Minor miracles and God's grace

It is a miracle to me that I am still here. A year ago I was convinced that my husband Elmer and I would be in the United States by January of 2000. I had come to Nicaragua in part to marry Elmer, and he was ready to follow me in the next stage of our life together. So I gritted my teeth and braced myself for the difficult and costly process of getting Elmer, a Honduran citizen, his U.S. residency and trying to find employment for us in the States. To make a longer story shorter, in the midst of preparing myself for this process, I realized
that I was struggling against the current in a river that I wasn't sure I was meant to be swimming in. My mind was firmly wrapped around a series of steps I thought I had to take. I was sure I should get a degree beyond my bachelor's degree by the time I was 30 and wait until after that to have children. Suddenly, this sequence was no longer unquestionable; once I opened my mind to another way of doing things, I felt at peace with myself and with God. After several days of reflection and discussion with Elmer, I felt that Elmer and I were meant to be in Nicaragua. Everything flowed. Several employment opportunities opened up to me, and by November it was set that I would be working with CEPAD delegations.

When I came back to Nicaragua in February, after PC(USA) orientation, I began working with CEPAD, a Nicaraguan development and emergency-assistance organization with a history deeply rooted in Nicaragua and a foggy future. CEPAD is facing a heavy-duty financial crisis, and they are cutting Nicaraguan personnel and restructuring their programs and priorities. Tracey, my PC(USA) colleague, and I have questioned ourselves, CEPAD and PC(USA) during this tiring, painful and stressful time of discernment. What will delegation work mean in this institutional earthquake and re-structuring? Where is CEPAD headed? What might the changes in CEPAD as an institution mean for the communities that CEPAD serves? We don't know. It has been a journey of painful patience and anxious wondering during the last few months, and we continue to wonder.

Lessons in faith

During my time in Nicaragua I have been through periods of personal and national tragedy, pain and uncertainty. I have felt loss in the death of a friend, a family member in Honduras, the national and international compounded tragedy brought on by poverty in the wake of Hurricane Mitch—all these events have at moments brought me to turn my back on God and ask, "Why?" In the midst of tearful anger towards God I have realized that when I was growing up I had learned to experience God in things positive, happy, easy, certain. With a
certain awe and an ever-stretching faith, I am learning to remember that God indeed walks with us during good times, but is perhaps most present in our weakness, awkwardness, sorrow, and pain.
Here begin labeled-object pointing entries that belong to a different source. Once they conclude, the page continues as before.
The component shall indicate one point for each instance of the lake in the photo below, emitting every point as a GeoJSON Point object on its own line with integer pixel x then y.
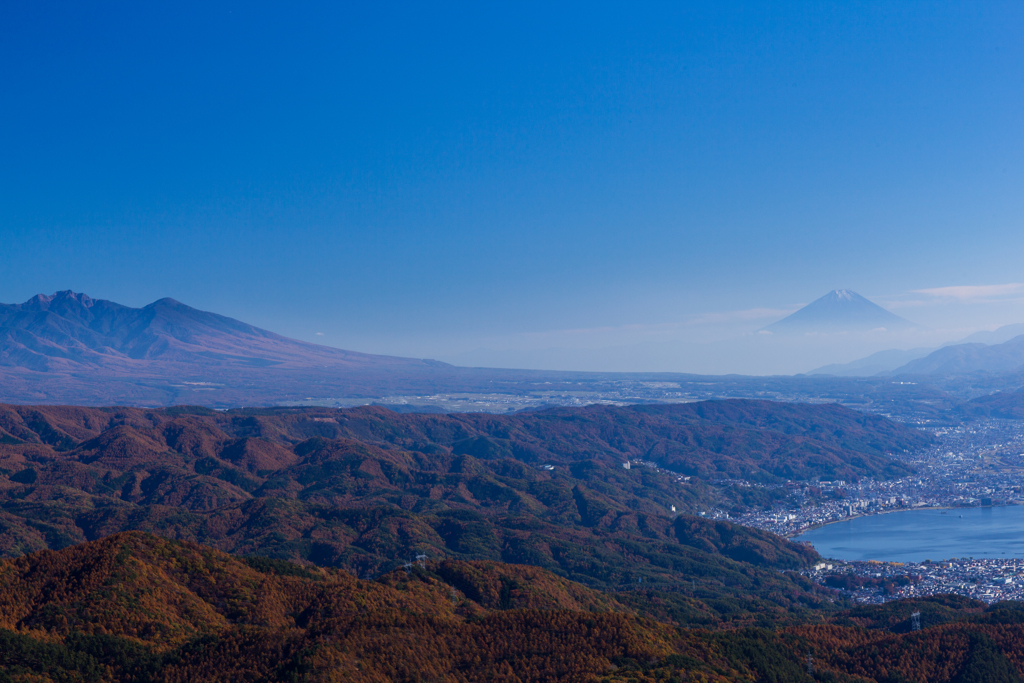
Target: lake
{"type": "Point", "coordinates": [913, 536]}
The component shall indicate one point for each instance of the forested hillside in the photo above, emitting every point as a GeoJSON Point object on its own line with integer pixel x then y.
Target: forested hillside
{"type": "Point", "coordinates": [136, 607]}
{"type": "Point", "coordinates": [368, 489]}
Last Sunday I asked the women in my husband's congregation (in a squatters' settlement in Managua) about their faith in God. The settlement, a neighborhood called Hialeah, is one of many of its kind in Managua, with small, overcrowded homes and dirt streets. Most people live with inadequate shelter, food resources, and medical care. Others lack the money to send their children to public school. "What have you learned in your lives about God's presence?" I asked them. The women's responses were not unpredictable, but still they raised the hair on my arms. One of the women, Ana, responded quietly but with great energy. "In reality, we feel alone and
abandoned when we have a problem. But I have come to think that God is with us, because if God weren't, we wouldn't be able to stand it. And we still keep on living, and that's because God is there right next to us, even if we are in a time of great need. It is when He is most there. God always accompanies us. I have always believed this, that He is always there with us in the most difficult problems we are facing."
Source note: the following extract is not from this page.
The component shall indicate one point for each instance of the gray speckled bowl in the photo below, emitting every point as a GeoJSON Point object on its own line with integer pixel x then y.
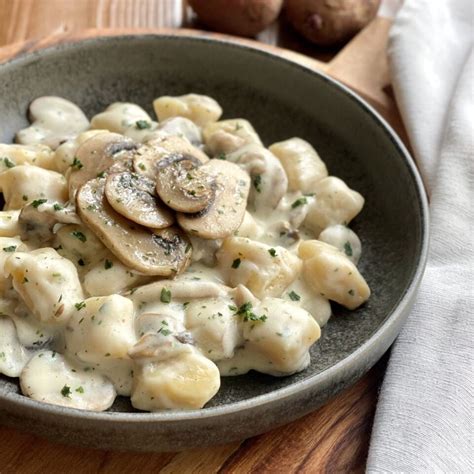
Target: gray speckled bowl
{"type": "Point", "coordinates": [281, 100]}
I take these things as lessons on faith. They aren't new for me or for anyone, but they're worth remembering when we are at our lowest and most confused moments. Maybe I will get the education I really need by the time I am 30 after all! What will I become? Where am I going? By embracing the Unknown with a healthy dose of seeking options and taking responsibility for my actions, I trust that the answers will become clear as I go.

I hope that you and I may feel the grace of the Living Spirit as it unfolds in our lives.